Aminoglycoside resistance in clinical Escherichia coli and Klebsiella pneumoniae isolates from Western Norway
Source: Apmis, Volume 120, Number 6, 1 June 2012 , pp. 495-502(8)
Abstract:Lindemann PC, Risberg K, Wiker HG, Mylvaganam H. Aminoglycoside resistance in clinical Escherichia coli and Klebsiella pneumoniae isolates from Western Norway. APMIS 2012; 120: 495–502.
Resistance to gentamicin in Escherichia coli from blood culture has shown an increase over the past decade in Norway. This study was done to investigate aminoglycoside resistance in Escherichia coli and Klebsiella pneumoniae in Western Norway.

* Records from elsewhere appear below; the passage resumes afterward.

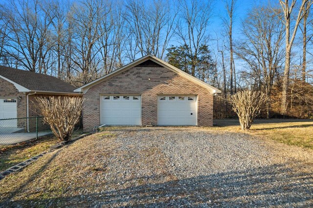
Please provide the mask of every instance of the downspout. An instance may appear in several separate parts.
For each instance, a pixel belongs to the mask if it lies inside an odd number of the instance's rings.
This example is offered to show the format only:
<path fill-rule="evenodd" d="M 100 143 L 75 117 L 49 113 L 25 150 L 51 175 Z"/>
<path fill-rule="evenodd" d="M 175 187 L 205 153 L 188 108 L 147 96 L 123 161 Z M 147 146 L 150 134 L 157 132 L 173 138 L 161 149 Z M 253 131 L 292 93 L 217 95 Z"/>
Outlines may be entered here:
<path fill-rule="evenodd" d="M 36 93 L 37 93 L 37 92 L 35 92 L 33 93 L 31 93 L 31 94 L 27 94 L 27 95 L 26 96 L 26 117 L 27 117 L 27 132 L 29 132 L 29 119 L 28 118 L 28 117 L 29 117 L 29 99 L 28 99 L 28 96 L 29 95 L 35 95 Z"/>

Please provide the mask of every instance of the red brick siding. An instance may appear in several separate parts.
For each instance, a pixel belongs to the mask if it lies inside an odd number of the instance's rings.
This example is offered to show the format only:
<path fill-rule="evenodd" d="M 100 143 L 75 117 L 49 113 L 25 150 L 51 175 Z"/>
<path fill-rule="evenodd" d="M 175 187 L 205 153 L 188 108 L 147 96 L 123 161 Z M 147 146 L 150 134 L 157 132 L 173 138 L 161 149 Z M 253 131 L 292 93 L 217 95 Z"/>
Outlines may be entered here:
<path fill-rule="evenodd" d="M 17 117 L 26 116 L 26 97 L 22 92 L 19 92 L 14 85 L 0 78 L 0 97 L 16 97 L 17 98 Z"/>
<path fill-rule="evenodd" d="M 100 124 L 101 94 L 141 94 L 142 125 L 157 124 L 158 94 L 196 95 L 198 125 L 213 125 L 213 95 L 164 67 L 134 67 L 90 87 L 84 95 L 87 99 L 83 110 L 85 130 Z"/>

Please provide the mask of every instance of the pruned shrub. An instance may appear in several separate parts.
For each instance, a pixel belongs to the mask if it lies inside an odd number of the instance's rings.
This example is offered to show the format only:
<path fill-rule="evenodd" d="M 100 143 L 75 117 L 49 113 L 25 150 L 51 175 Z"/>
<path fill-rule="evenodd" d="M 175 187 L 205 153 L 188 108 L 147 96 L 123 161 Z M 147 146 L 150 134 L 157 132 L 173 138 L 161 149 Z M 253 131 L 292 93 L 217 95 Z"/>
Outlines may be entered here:
<path fill-rule="evenodd" d="M 79 121 L 84 99 L 80 97 L 36 98 L 44 121 L 60 141 L 68 141 Z"/>
<path fill-rule="evenodd" d="M 260 91 L 244 91 L 230 97 L 230 103 L 238 115 L 242 129 L 250 129 L 267 99 L 266 94 Z"/>

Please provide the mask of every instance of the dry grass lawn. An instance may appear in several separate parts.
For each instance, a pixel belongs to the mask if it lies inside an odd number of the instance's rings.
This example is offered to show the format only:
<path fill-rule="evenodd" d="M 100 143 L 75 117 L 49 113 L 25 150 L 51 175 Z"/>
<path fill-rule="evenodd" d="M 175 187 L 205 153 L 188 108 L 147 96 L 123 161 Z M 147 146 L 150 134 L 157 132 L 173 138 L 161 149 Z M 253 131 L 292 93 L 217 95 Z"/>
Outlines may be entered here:
<path fill-rule="evenodd" d="M 82 130 L 74 132 L 72 137 L 79 136 Z M 0 171 L 5 169 L 48 149 L 58 143 L 54 136 L 47 136 L 31 142 L 23 142 L 15 145 L 0 145 Z"/>
<path fill-rule="evenodd" d="M 245 132 L 290 145 L 313 149 L 313 120 L 256 120 L 249 131 L 242 131 L 236 120 L 215 120 L 210 129 Z"/>

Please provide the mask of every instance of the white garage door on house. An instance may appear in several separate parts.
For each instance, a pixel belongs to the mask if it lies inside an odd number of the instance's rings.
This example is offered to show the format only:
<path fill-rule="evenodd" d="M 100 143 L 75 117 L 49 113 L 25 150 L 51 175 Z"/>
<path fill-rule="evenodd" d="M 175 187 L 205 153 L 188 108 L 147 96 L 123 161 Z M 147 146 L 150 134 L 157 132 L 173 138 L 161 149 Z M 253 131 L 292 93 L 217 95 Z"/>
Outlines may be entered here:
<path fill-rule="evenodd" d="M 140 95 L 102 95 L 101 123 L 108 125 L 141 125 Z"/>
<path fill-rule="evenodd" d="M 196 125 L 197 110 L 197 96 L 159 96 L 157 125 Z"/>
<path fill-rule="evenodd" d="M 0 119 L 16 118 L 17 110 L 16 98 L 0 98 Z M 1 127 L 16 127 L 15 119 L 0 121 Z"/>

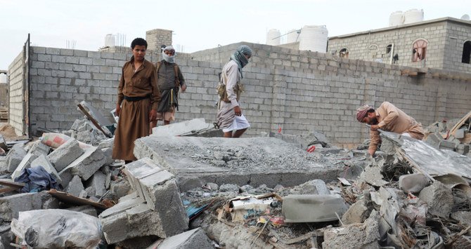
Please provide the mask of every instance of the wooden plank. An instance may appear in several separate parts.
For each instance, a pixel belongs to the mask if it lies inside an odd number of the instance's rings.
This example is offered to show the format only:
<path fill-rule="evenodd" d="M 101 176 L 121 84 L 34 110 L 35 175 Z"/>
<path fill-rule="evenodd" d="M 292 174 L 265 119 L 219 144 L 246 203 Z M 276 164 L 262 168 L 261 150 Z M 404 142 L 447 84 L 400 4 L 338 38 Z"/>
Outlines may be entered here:
<path fill-rule="evenodd" d="M 101 131 L 103 134 L 105 134 L 105 135 L 106 137 L 109 137 L 109 138 L 112 137 L 112 136 L 110 134 L 108 134 L 108 133 L 107 133 L 106 132 L 105 132 L 105 130 L 103 130 L 103 129 L 101 128 L 101 126 L 100 126 L 100 124 L 98 123 L 98 122 L 97 122 L 96 120 L 95 120 L 95 119 L 93 119 L 93 117 L 91 116 L 91 115 L 90 115 L 90 114 L 89 113 L 89 112 L 87 112 L 86 109 L 85 109 L 85 108 L 84 108 L 84 107 L 82 106 L 82 104 L 78 103 L 78 104 L 77 104 L 77 106 L 79 107 L 79 109 L 80 109 L 80 110 L 82 111 L 82 112 L 83 112 L 84 114 L 85 114 L 85 116 L 86 116 L 86 117 L 89 118 L 89 119 L 90 119 L 90 121 L 91 121 L 91 123 L 93 123 L 93 125 L 94 125 L 98 130 L 100 130 L 100 131 Z"/>
<path fill-rule="evenodd" d="M 104 204 L 98 203 L 96 201 L 90 201 L 85 198 L 80 198 L 74 196 L 71 194 L 67 194 L 65 192 L 57 191 L 56 189 L 51 189 L 47 191 L 50 195 L 57 198 L 59 201 L 74 205 L 91 205 L 93 207 L 98 208 L 103 210 L 107 209 L 110 207 L 107 207 Z"/>
<path fill-rule="evenodd" d="M 8 180 L 0 180 L 0 185 L 12 187 L 18 189 L 21 189 L 22 187 L 25 187 L 25 184 L 22 182 L 17 182 Z"/>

The material included 49 blood culture isolates which had shown aminoglycoside resistance collected during 2000–2009. To investigate co‐resistance to alternative antibiotics and dynamics involved in aminoglycoside resistance 67 isolates (mostly from urine) exhibiting resistance to both aminoglycosides and extended spectrum beta‐lactam antibiotics were also included. MIC values were obtained for amikacin, gentamicin, kanamycin, netilmicin, streptomycin and tobramycin and all isolates were screened using PCR for aac(3)‐II and aac(6′)‐Ib, encoding aminoglycoside modifying enzymes. Resistance to ≥3 aminoglycosides was found in 92% of the isolates and 60.3% showed resistance to gentamicin, netilmicin, tobramycin and kanamycin. Amikacin resistance was low. Co‐resistance to ciprofloxacin was found in 88% of the isolates with gentamicin resistance. aac(3)‐IIa/c was found in 79.3% and aac(6′)‐Ib in 37.9% of the isolates and 28.4% harboured both genes. aac(6′)‐Ib‐cr, possibly contributing to ciprofloxacin resistance was found mostly in extended spectrum beta‐lactamase producers. The aminoglycoside resistance patterns indicate co‐existence of multiple resistance mechanisms. The use of ciprofloxacin and third generation cephalosporins is likely to have contributed to the increase in aminoglycoside resistance in Norway.